Modern French Haute Cuisine in Mayfair
Category : Restaurant
| Cuisine : French, Modern European
Address : 6-10 Bruton Street, Mayfair, London, W1J 6PU, UNITED KINGDOM - Directions
Web : www.squarerestaurant.com
Opening Times : Mon-Fri: 12pm – 2.30pm, 6.30pm – 10pm; Sat: 12pm – 2.30pm, 6pm – 10.30pm
Closest Tube : Green Park, Piccadilly Circus
Private Dining Room : Details
The Square has been around for a while. Formerly helmed by chef Phil Howard, it maintained two Michelin stars until he left to start a private venture in Chelsea in 2017. However, it was quickly snatched up by the able hands of restaurateur Marlon Abela, owner of the two Michelin-starred Japanese kaiseki restaurant Umu, the two Michelin-starred wine-focused French eatery The Greenhouse, and one of our favourite private members‘ clubs - Morton‘s. Under his supervision, The Square has been updated for the contemporary palate with lighter, healthier fare that‘s easy on the waistline if not the wallet, with a lighter, ethereal design to match.
The restaurant is a masterwork in minimalism. Brushed concrete abounds both in the flooring and the hue and paint on the walls, whilst circular tables are swaddled in luxurious white cloth and topped with ultramodern banker‘s lights. In many ways it feels akin to an art gallery with an array of outsized contemporary paintings cladding the periphery of the room as well as a striking sculpture of a woman fashioned from tablecloth fabric created by designers Oscar Murillo and David Altmedj. For those that prefer privacy, there‘s a beautiful PDR tucked behind reception.
Abela has chosen Clément Leroy to captain the kitchens in the pursuit of winning back Phil Howard‘s second Michelin star. Formerly of Guy Savoy, he phases out heavy butter and cream dishes from the menu. There were several flavours that we found ourselves reminiscing over weeks later. Of these, one of the most salient was a scallop skilfully crosshatched and grilled, served with marsala, hazelnut and a green coffee bean sauce that really stimulated the taste buds. Roasted milk-fed veal sweetbread with squid and black truffle stood out even more, pomelo citrus tempering the dish‘s richness with a glare of acid.
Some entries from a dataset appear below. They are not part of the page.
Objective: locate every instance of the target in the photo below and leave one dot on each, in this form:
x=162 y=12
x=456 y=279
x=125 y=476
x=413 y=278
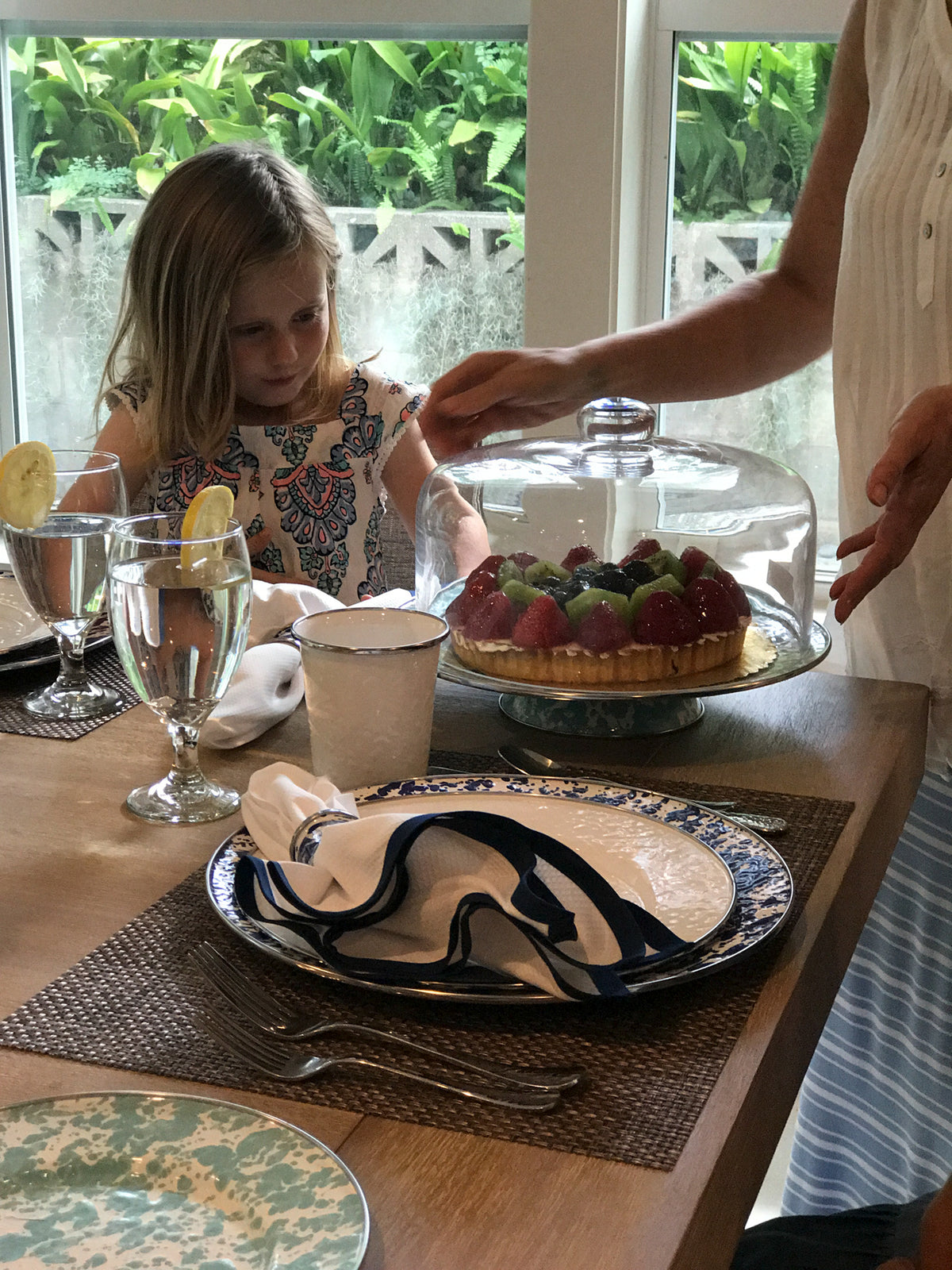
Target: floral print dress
x=317 y=487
Pan-fried foie gras was similarly offset with apple, mango and ginger, then complemented with a dessert wine. The meatier dishes performed well too. Roasted Cumbrian beef sirloin was a tour de force of bovine brilliance, served with braised cheek, swiss chard and bone marrow. Pan-fried Yorkshire roe deer gave it a run for its money, paired with Jerusalem artichoke, mushroom praline and a sumptuous bergamot cream.
Upon leaving we had no doubt in our minds that The Square was in good hands with Marlon Abela and Clément Leroy, and wouldn‘t be surprised in the slightest if it secured that second star.